Here is what they said:

  • Learn how to manage projects. It’s not a formal part of the job description, but managers have to pick up the slack. Mundane tasks like bug triage and iteration plans are tedious, but necessary to run a team.
  • Find feedback between the lines. Whatever metric or heuristic that may have worked when my output was just code no longer apply when my output is a function of the output of my team. Find feedback however I am able.
  • Earn the respect of my reports. The practical difference in a manager who is also an engineer and one who’s only a human manager is that the former can relate, reason, and discuss engineering problems. That both of us speak within the same occupational framework allows for a much higher chance of mentorship and growth for both parties, but it only manifests when reports respond to the technical expertise of the manager. That said, it does not mean managers have to double as technical leads; architectural direction should still be determined by the team.
  • Figure out how to say no. Focus is a good business strategy, and it applies equally well to engineering teams as it does to businesses. I am the external interface to my team, and it’s on me to set the balance between tech debt, foundational work, internal projects, and external requirements. Project prioritization should become a core competency.
  • Grow the team. For healthy companies, recruiting is a shared responsibility for everyone in the organization, but engineering managers have both the authority and the need to expand our teams. Not only is it slightly easier to get initial contact, we also have the breadth to really explain the work, the culture, and the projects across the company.
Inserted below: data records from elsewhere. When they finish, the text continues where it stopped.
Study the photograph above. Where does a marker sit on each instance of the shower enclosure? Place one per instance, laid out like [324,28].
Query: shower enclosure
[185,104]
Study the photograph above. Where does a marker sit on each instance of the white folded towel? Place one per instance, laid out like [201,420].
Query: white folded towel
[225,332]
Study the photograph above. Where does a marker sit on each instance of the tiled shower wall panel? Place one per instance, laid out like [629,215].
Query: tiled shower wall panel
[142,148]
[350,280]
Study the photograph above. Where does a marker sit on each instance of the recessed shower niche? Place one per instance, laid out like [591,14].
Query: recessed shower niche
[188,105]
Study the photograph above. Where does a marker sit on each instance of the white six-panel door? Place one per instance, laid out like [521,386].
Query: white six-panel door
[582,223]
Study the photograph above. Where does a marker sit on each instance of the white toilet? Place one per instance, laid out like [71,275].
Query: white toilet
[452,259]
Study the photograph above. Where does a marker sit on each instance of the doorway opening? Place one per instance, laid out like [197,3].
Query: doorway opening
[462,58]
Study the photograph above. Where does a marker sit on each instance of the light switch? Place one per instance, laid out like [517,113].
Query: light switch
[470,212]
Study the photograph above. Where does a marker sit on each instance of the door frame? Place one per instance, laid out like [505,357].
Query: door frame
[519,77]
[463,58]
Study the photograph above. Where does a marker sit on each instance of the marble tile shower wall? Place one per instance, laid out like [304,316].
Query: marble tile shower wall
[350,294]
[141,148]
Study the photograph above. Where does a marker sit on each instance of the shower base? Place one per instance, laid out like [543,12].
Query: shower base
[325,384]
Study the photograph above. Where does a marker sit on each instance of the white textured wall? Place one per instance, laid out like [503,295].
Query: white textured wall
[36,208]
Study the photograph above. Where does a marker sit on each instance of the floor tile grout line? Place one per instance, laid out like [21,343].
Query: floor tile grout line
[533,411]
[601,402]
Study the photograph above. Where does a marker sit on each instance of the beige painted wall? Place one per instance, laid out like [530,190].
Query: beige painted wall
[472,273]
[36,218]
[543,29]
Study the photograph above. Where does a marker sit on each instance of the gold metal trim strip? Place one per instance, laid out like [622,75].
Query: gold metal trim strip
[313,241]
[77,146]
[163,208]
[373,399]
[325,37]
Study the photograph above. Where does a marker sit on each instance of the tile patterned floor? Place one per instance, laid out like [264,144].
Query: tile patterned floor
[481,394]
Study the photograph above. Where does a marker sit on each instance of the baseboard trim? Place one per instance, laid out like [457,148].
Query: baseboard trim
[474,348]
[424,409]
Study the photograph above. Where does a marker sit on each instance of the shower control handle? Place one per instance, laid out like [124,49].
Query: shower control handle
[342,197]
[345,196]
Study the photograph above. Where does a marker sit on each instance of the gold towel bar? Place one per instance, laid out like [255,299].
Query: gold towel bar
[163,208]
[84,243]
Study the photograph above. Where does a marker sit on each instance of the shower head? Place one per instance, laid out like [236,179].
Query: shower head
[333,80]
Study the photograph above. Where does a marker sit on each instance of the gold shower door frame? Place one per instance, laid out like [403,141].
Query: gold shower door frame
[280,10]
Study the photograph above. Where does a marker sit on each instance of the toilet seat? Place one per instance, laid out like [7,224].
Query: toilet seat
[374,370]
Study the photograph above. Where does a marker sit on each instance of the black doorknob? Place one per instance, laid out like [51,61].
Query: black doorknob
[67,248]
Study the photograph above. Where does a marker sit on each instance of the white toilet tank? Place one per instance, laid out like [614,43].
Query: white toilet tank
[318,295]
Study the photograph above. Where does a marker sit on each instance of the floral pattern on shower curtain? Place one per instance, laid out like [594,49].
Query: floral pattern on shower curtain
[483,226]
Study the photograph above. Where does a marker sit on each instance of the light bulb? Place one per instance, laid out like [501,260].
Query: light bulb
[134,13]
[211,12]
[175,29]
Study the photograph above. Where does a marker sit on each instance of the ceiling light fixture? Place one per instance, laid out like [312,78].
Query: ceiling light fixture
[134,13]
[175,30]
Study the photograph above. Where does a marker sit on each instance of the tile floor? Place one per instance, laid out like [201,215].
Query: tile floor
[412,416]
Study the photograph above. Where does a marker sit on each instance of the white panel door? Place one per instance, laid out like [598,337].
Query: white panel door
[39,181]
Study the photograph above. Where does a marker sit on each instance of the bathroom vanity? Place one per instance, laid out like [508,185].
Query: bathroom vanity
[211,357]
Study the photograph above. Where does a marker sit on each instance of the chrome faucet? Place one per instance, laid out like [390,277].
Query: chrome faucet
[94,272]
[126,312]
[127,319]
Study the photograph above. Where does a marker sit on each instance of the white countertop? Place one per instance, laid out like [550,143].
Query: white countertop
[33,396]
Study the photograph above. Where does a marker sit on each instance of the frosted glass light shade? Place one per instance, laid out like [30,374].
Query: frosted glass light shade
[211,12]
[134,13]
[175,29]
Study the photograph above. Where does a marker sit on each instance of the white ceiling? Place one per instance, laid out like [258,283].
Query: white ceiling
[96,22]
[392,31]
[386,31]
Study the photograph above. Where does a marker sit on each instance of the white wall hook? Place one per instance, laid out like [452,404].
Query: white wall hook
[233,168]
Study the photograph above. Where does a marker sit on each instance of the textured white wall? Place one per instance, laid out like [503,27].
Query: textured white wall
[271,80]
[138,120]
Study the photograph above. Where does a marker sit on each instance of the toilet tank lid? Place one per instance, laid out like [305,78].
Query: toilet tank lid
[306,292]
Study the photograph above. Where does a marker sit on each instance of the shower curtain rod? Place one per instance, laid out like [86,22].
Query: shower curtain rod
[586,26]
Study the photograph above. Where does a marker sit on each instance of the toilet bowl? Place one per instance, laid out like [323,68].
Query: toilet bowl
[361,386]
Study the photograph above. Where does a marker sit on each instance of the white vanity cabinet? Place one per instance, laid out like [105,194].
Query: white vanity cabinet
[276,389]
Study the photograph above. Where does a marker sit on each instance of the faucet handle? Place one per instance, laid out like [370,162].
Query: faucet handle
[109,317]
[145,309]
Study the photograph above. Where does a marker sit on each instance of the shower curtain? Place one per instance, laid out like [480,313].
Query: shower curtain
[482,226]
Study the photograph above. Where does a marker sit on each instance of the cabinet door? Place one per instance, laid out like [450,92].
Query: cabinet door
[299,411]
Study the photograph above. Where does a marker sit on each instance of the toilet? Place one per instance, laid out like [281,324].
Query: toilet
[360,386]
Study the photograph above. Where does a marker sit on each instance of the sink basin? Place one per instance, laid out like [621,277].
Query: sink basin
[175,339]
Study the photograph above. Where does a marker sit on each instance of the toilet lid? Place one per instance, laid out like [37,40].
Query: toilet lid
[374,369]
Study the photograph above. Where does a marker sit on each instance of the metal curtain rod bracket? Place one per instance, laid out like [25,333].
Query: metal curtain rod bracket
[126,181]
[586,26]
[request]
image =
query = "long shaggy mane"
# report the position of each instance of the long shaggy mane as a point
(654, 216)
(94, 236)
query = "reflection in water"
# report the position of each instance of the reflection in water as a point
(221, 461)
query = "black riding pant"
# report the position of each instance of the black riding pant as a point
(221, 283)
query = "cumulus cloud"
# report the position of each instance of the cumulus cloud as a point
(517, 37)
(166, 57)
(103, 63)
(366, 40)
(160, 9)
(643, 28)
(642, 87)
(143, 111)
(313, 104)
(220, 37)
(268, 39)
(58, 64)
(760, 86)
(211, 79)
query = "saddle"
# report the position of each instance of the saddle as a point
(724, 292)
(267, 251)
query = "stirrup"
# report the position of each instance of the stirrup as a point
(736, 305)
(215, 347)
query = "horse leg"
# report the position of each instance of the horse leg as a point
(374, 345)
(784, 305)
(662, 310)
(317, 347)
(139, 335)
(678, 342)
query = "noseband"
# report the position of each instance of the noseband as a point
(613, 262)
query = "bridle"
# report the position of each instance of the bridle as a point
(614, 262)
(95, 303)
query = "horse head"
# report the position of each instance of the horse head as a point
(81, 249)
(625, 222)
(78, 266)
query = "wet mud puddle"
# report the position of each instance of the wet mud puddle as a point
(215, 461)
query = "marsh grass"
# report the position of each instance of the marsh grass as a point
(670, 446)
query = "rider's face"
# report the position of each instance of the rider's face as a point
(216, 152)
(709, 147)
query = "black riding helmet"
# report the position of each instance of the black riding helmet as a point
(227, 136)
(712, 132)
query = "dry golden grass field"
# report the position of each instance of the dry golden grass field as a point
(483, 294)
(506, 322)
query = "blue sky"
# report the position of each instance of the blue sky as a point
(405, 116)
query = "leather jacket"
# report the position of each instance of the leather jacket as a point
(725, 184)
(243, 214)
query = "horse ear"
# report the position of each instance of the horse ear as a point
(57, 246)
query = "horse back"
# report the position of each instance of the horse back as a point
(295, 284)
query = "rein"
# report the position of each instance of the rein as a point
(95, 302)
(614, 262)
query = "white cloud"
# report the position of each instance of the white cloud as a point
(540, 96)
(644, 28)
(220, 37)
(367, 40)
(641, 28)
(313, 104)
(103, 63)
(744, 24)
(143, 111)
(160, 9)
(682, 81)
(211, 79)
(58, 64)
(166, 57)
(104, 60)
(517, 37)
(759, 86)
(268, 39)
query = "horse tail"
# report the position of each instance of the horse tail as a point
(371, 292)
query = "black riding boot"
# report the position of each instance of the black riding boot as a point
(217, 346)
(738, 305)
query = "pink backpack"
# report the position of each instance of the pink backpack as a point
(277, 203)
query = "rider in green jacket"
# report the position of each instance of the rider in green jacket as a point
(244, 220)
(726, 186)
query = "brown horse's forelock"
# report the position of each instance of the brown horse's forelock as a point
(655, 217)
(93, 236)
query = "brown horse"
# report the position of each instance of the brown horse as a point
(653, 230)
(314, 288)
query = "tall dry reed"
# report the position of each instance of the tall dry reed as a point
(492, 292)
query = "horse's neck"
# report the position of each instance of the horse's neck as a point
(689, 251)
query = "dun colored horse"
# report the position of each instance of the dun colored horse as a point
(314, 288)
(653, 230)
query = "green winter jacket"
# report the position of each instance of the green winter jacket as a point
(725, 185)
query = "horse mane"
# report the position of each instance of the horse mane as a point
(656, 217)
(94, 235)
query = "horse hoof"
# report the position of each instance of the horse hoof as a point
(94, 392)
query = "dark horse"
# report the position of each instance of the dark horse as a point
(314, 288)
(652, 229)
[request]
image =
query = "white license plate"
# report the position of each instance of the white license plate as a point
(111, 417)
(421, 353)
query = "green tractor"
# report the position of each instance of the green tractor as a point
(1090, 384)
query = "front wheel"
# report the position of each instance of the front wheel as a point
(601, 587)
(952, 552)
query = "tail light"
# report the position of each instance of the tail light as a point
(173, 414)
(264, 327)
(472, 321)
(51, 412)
If this is not an explicit job requirement, it’s still very much implied and expected.

Quite a list, huh?

One thing that I’m trying to get used to is the sheer amount of work management entails. Whereas (good) code will happily run on its own when I go home for the evening, communication is 24-hours a day, and necessarily tailored to the situation and people involved. Not only that, the volume, if left unchecked and unbounded, consumes nights and weekends and vacations indiscriminately.

When everything falls in place and my team just executes, it’s one of the greatest feelings in the world.